Disease is an awful killer. Little kids die every day covered in rashes and pustules, struggling for breath. Men and women in their prime are cut down in untold numbers. Disease has emptied out great cities, reduced proud and bustling societies to ghost towns, and ruined civilizations. Disease takes both the strong and the weak to mass graves.
But now, in this country, that’s not such a big problem. We don’t really have to worry about plague sweeping the countryside anymore. Today, a parent can have a reasonable expectation that every one of their children will live to old age. And that’s almost entirely due to vaccines.
So do we all really still need to get vaccinated?
The fact of the matter is, nearly everyone (still) needs to be vaccinated for our country to be completely protected. No vaccine is 100% effective, and there are many, many people who can’t get them. What is needed to protect everyone is “herd immunity,” where there are enough people well enough protected that a disease can’t spread. Ultimately, that’s the best way to make sure these diseases aren’t a threat - making sure that almost no one is exposed to them in the first place. Most of those horrible diseases still exist, and none of them is more than a plane ride away.

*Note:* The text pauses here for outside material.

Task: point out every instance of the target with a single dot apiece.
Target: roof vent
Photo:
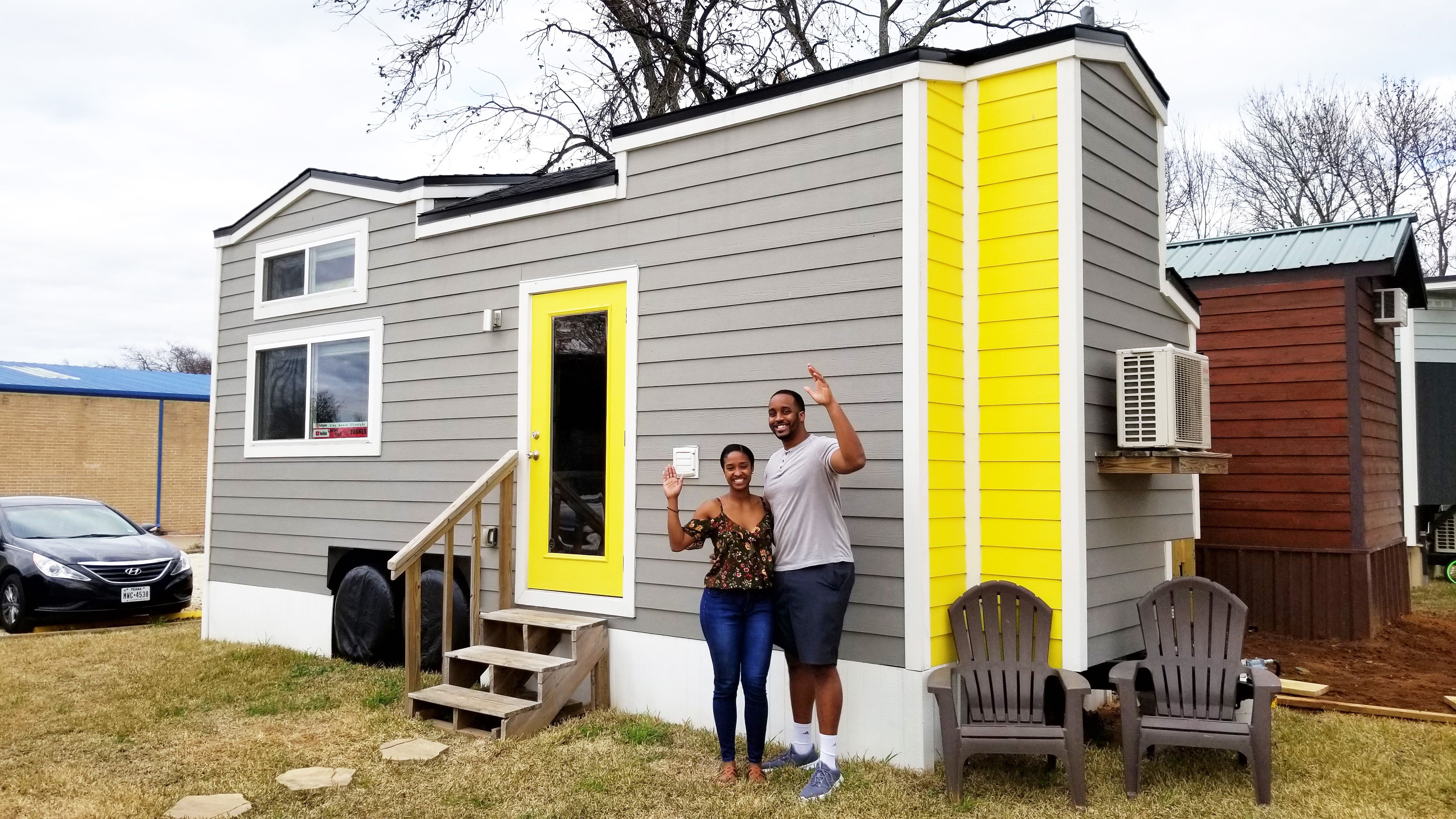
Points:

For that to work, though, the vaccination rate has to be high. For highly contagious diseases like measles, all it takes is a small cluster of unprotected individuals for a rare disease to cause an outbreak. Until the diseases that we vaccinate against are eradicated, we can’t allow any leeway for them to come back to the U.S.
There are some people that have deeply held religious beliefs that prevent them from getting vaccinated. Those beliefs should be honored - no one should be forced to choose between their religion and the law - but objectors can’t be let off the hook when it comes to protecting the country. Unvaccinated people have a big risk of infection during an outbreak, and should be treated accordingly.
Others fear the safety record of vaccines. But when it comes down to it, the polio vaccine has a much better track record than polio does.
The reason we don’t have to fear every cough and sneeze and cut, the reason why the majority of deaths of soldiers aren’t from disease, the reason why we expect every child born to live a long and full life, and the reason why we have a society mostly free of serious disease is widespread vaccination. Vaccines are something that keep us all safe from a very real threat. Getting a shot is an easy step that everyone should take to protect themselves and those around them.
So please, Mr. or Mrs. President, get our country vaccinated.